The answer is a yes and no. Yes, there is a fragmented transport transformation and warehousing infrastructure available in the country. On one end, the infrastructure side especially warehousing, there is a lot of foreign direct investment (FDI) and private equity money in what is genuine world-class infrastructure.

On the trucking front, fragmentation of ownership is there. I won’t say that consolidation is happening there, but 3PL players like us are coming and adding value. It is a livelihood business for them, not just a strategic investment. How do we take care of that unorganised sector? How do we make our customers feel that they are dealing with an unorganised sector? So it is not a financial consolidation of ownership, but an asset-like model of delivering to our customers using the ecosystem of partners – this is what I would say is consolidation. We are not buying them all over. There is a demand and a supply. How do you bring visibility of both so that the asset gets used properly? We are allowing that ecosystem to sustain.

What do you think has been the impact of digital transformation in India per se, and also in more matured economies?
It’s a no-brainer that everything has to get digitalised. We are in various phases of digitalisation, if I may say that. Besides digitalisation, there are two elements that are making this change. How do I give end-to-end visibility?
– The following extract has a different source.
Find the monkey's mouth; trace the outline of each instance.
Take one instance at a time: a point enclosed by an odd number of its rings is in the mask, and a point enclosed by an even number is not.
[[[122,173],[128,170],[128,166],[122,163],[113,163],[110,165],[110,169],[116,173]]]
I can give visibility when goods are safe – put a GPS and you can get it. But end-to-end visibility, part level visibility, and visibility that goes through the entire chain. In the process, a lot of data is being generated, and that’s feeding into our analytics and we are able to take meaningful decisions, both from a predictive and diagnostic basis. On what else we could do to improve the supply chain and how we are serving our customers. Definitely digitalisation is already there and we will see more and more of it.

Through analytics have you identified which section in the supply chain poses the maximum challenges and of what kind?
It will be more micro of each specific case or customer. I wouldn’t be able to say this is an overall or overarching thing. It’s very individual for any customer what issues that come up and then we see how we can solve them. Overall I would say, how do we improve efficiencies, how do we eliminate waste, how do we give better visibility across the flow of material and how do we ensure that they get more for less – these are the overarching themes under which our analytics will work.
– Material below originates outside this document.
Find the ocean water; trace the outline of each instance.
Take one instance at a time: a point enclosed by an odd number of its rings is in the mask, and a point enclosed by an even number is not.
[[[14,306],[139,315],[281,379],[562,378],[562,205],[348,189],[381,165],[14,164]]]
Automation and AI are important topics that India still has not got into completely. What are some of the things you have in mind in terms of making TVS SCS to take advantage of these tools?
I’ll put it this way. We will never have the [enough] automation because of the labour cost. There are multiple dimensions where automation will happen. If there is going to be such a large throughput to be given and quality needs to be improved, there has to be some automation. There is optimisation happening in the western world because the labour cost is final. So, only to avoid labour cost if somebody has to automate in India, I don’t think that business case would even out. If there is any low-cost automation where there is effort for the labour gets down and we are able to complement it with labour then that makes it [feasible]. Unless the throughput is going to be extremely high in terms of number of stok keeping units (SKUs), orders delivered, etc and not from the standpoint of labour replacement, I think it is quite a long way as far as India is concerned for pure play, fully automated storage and retrieval systems (ASRS).